A solution for Robert Scoble?

In a recent comment on Shelley Powers’ site Robert Scoble explained one of his reasons for turning comment moderation on his blog, it has nothing to do with comment spam – he said:

I am seeing more and more anonymous comments and I have been tracking their IPs and see that one person is showing up under a variety of different names

Robert, if someone is posting troll comments under multiple names coming from the same ip address – enter that ip address into your WordPress Options -> Discussion -> Comment Moderation field and then comments from that ip will be moderated – all others will get through.

Be transparent about it – say in a post on your blog that you are moderating posts from that ip because of abuse. People will row in behind you on that.

Moderating all comments seems like taking the lazy way out.

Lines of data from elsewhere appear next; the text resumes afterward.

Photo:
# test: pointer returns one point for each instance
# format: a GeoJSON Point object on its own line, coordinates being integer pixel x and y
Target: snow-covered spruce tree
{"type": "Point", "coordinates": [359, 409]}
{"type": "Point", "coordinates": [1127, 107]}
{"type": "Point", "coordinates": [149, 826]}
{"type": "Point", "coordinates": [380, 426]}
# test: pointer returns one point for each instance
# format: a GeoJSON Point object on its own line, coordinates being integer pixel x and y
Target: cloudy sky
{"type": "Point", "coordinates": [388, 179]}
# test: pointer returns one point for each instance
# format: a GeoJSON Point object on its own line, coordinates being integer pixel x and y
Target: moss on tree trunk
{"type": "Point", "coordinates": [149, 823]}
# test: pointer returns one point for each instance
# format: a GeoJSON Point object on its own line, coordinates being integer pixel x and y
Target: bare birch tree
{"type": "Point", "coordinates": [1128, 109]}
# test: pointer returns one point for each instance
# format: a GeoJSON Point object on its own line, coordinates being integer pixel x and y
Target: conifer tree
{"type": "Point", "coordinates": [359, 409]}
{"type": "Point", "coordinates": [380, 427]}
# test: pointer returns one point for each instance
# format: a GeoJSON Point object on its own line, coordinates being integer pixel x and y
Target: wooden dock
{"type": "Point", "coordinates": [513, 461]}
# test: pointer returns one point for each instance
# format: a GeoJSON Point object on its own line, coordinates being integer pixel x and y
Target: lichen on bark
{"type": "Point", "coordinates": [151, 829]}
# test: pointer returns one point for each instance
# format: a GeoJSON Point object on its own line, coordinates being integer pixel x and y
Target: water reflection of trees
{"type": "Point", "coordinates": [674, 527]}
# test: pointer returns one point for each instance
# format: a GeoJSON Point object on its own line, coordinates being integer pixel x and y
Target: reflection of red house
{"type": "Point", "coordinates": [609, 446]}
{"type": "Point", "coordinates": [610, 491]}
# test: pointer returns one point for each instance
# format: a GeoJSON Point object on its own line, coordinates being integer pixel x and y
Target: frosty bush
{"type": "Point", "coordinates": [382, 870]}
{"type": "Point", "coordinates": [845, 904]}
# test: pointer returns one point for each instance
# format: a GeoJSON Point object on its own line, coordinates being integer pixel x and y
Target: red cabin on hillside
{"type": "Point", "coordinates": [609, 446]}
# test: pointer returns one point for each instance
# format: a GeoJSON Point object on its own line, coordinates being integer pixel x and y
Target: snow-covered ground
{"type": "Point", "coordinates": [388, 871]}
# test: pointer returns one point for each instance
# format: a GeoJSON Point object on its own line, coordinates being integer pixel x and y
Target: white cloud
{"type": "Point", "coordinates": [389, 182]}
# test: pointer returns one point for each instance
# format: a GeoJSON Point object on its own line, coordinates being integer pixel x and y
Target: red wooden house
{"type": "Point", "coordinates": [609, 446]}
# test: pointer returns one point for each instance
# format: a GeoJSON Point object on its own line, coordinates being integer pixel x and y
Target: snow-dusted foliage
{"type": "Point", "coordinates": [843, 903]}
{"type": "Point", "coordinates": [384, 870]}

Comment spam run last night

Apologies to anyone who subscribed to comments on this site and was emailed the spam comments which hit this site last night.

The site was hit by over 80 spams overnight – the first spam run to make it through my anti spam defences in over a year.

Curiously, all the spams came from a single ip address (71.57.133.162) and that ip is now blocked by my .htaccess file.

Hopefully it will be another year before this happens again!

UPDATE:
I see this spammer also visited the Spamhuntress – what a twit! Go get him Ann!